Do You Know What Private Mortgage Insurance Is?
December 11, 2011 in Home Buying Process
Private Mortgage Insurance (PMI) is insurance that protects the Lender in case a Home Buyer defaults on a loan? Most Lenders require PMI whenever a Home Buyer is putting down less than 20% of the purchase price of a home and then pass the cost on to the borrower.
PMI does not, as some people believe, provide protection for a Home Buyer, such as paying off the mortgage balance in case of death, disability or unemployment. PMI is required by Lenders in most cases where the Buyer’s equity position is less than of the home’s value, because the less equity a buyer has in a home the more risk there is that he or she may default on the mortgage.
If PMI protects only the lender, how does it benefit the buyer? The most important benefit of PMI is that it opens the door to homeownership for many buyers, not only in Elkhart County, Indiana but all across these great United States of America and is enabling them to buy homes sooner (often by several years) than they otherwise could, because they don’t have to wait until they save a 20% down payment. Even buyers who can afford a 20% down payment may opt to put a smaller amount down, for tax or investment reasons.
In the past, PMI premiums were fairly consistent, ranging from .005% to .0025% of the loan amount per month, depending on the level of equity the borrower had in the home. Recently, PMI insurers made a beneficial change providing an alternative to the large up-front premium that borrowers traditionally paid when the loan closed. Now borrowers have the option of playing an up-front fee or paying a slightly higher monthly premium.
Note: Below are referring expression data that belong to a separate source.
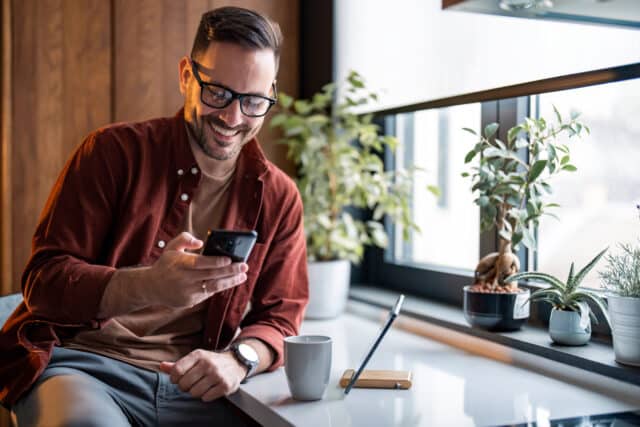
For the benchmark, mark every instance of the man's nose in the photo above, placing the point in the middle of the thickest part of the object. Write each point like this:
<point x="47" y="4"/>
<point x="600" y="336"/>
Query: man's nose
<point x="231" y="115"/>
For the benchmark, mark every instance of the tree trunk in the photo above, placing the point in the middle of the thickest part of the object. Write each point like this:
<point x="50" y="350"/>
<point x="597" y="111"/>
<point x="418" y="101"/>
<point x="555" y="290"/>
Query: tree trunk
<point x="495" y="267"/>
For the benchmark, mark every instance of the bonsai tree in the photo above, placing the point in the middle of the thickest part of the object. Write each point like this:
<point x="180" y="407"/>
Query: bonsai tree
<point x="566" y="295"/>
<point x="338" y="153"/>
<point x="511" y="188"/>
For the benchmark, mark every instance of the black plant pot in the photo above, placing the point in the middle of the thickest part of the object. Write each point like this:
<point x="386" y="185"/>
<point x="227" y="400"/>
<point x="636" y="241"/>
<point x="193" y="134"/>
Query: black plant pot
<point x="500" y="312"/>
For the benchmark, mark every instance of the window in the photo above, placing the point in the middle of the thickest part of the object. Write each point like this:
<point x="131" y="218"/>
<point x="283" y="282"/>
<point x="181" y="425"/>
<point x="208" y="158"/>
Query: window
<point x="598" y="201"/>
<point x="434" y="141"/>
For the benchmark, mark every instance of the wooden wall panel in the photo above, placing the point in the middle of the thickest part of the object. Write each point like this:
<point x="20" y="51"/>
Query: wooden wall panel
<point x="62" y="90"/>
<point x="5" y="150"/>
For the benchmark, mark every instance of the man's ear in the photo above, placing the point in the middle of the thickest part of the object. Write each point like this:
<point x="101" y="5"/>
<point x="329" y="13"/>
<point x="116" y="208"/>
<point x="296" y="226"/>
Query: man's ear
<point x="184" y="74"/>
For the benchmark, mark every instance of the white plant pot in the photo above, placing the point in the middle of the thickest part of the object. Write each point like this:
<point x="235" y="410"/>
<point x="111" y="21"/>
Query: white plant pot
<point x="565" y="328"/>
<point x="328" y="288"/>
<point x="625" y="322"/>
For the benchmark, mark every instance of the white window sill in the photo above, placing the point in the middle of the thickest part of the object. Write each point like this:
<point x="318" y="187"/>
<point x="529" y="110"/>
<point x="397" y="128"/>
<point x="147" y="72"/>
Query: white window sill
<point x="594" y="357"/>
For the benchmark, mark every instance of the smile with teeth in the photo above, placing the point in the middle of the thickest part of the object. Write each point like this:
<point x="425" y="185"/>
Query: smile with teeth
<point x="224" y="132"/>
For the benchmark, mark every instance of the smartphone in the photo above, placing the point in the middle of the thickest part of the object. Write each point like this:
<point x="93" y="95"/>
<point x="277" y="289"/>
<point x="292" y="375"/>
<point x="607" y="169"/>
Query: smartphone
<point x="236" y="245"/>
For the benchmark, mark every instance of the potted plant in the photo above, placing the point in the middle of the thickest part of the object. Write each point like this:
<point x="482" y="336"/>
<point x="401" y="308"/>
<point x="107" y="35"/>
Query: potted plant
<point x="570" y="322"/>
<point x="621" y="278"/>
<point x="511" y="189"/>
<point x="340" y="173"/>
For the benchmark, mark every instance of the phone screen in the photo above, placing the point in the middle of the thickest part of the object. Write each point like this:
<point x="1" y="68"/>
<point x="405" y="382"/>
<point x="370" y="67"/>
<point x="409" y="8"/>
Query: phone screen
<point x="236" y="245"/>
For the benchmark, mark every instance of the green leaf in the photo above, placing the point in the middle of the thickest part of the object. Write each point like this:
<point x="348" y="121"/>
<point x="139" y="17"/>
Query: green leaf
<point x="513" y="133"/>
<point x="570" y="277"/>
<point x="433" y="190"/>
<point x="555" y="110"/>
<point x="543" y="277"/>
<point x="537" y="169"/>
<point x="582" y="273"/>
<point x="490" y="130"/>
<point x="528" y="239"/>
<point x="470" y="155"/>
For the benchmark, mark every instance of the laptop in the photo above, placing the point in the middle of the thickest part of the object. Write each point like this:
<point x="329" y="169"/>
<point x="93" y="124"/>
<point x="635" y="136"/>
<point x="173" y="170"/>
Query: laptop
<point x="395" y="310"/>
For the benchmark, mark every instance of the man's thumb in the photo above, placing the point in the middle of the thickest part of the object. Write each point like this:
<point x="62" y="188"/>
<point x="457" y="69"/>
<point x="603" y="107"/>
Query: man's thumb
<point x="184" y="241"/>
<point x="166" y="367"/>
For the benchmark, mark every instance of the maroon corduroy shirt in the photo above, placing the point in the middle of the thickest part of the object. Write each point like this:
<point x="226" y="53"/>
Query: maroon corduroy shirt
<point x="120" y="198"/>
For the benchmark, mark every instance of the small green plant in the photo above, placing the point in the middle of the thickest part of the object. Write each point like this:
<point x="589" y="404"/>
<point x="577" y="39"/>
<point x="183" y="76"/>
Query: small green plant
<point x="511" y="187"/>
<point x="338" y="153"/>
<point x="622" y="273"/>
<point x="567" y="295"/>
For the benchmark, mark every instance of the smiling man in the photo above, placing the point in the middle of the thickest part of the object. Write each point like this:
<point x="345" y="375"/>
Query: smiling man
<point x="124" y="322"/>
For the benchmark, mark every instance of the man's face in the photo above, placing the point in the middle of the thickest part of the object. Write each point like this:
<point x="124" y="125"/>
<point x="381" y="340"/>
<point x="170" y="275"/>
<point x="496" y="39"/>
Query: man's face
<point x="221" y="133"/>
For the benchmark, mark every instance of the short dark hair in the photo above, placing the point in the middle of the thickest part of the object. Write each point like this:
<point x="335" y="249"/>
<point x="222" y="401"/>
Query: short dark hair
<point x="237" y="25"/>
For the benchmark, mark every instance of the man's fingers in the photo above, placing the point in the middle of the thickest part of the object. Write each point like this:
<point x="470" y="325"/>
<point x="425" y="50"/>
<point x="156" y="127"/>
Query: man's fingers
<point x="204" y="261"/>
<point x="218" y="285"/>
<point x="214" y="393"/>
<point x="184" y="241"/>
<point x="183" y="365"/>
<point x="192" y="377"/>
<point x="202" y="386"/>
<point x="166" y="367"/>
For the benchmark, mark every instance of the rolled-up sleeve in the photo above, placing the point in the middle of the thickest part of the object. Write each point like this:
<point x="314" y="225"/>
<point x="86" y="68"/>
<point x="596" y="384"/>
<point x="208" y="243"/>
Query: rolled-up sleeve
<point x="62" y="281"/>
<point x="282" y="291"/>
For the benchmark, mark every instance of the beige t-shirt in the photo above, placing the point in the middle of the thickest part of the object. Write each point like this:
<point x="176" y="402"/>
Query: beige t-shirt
<point x="157" y="333"/>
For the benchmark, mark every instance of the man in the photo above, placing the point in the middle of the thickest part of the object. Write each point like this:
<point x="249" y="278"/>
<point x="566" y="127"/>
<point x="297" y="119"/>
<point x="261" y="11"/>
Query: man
<point x="123" y="321"/>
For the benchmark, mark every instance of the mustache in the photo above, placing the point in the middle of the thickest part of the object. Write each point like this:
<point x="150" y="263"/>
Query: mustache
<point x="219" y="123"/>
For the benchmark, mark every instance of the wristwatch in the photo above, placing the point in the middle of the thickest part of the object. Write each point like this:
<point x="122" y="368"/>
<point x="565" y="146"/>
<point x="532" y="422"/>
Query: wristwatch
<point x="246" y="355"/>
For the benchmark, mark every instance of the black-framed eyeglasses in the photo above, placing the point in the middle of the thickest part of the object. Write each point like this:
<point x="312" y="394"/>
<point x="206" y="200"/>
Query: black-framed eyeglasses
<point x="218" y="96"/>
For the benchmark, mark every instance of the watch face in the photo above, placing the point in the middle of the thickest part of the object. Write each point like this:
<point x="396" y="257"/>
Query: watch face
<point x="248" y="352"/>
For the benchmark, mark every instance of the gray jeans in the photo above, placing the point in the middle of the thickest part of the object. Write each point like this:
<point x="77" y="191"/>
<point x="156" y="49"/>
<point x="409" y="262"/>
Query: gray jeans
<point x="79" y="388"/>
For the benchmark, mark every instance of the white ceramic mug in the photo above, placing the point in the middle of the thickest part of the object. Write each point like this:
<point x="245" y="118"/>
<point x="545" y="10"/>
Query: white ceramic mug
<point x="307" y="363"/>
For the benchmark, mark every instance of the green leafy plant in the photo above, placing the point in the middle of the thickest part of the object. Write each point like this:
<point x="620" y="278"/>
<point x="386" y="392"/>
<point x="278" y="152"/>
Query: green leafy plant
<point x="566" y="295"/>
<point x="338" y="153"/>
<point x="622" y="273"/>
<point x="511" y="187"/>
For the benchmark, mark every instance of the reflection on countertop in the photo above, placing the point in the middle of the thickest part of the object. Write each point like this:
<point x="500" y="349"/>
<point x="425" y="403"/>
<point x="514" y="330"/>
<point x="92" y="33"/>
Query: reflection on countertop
<point x="451" y="387"/>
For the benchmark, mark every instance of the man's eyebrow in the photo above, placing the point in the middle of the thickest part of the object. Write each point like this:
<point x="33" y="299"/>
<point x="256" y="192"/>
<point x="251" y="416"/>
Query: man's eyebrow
<point x="217" y="83"/>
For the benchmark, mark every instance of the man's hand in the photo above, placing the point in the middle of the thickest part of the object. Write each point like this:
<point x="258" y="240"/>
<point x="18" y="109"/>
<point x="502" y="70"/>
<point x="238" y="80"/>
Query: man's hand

A few lenders offer buyers an alternative to PMI. Basically, the lender self-insures, offering a loan to the buyer at a slightly higher rate, which compensates the lender for the added risk of a low down payment loan. Going with a lender who self-insures has two advantages: First, PMI companies sometimes turn down borrowers whom lenders have already approved. With a self-insuring lender, this risk is eliminated. Also, the extra interest paid may be tax deductible, unlike PMI payments, which are not.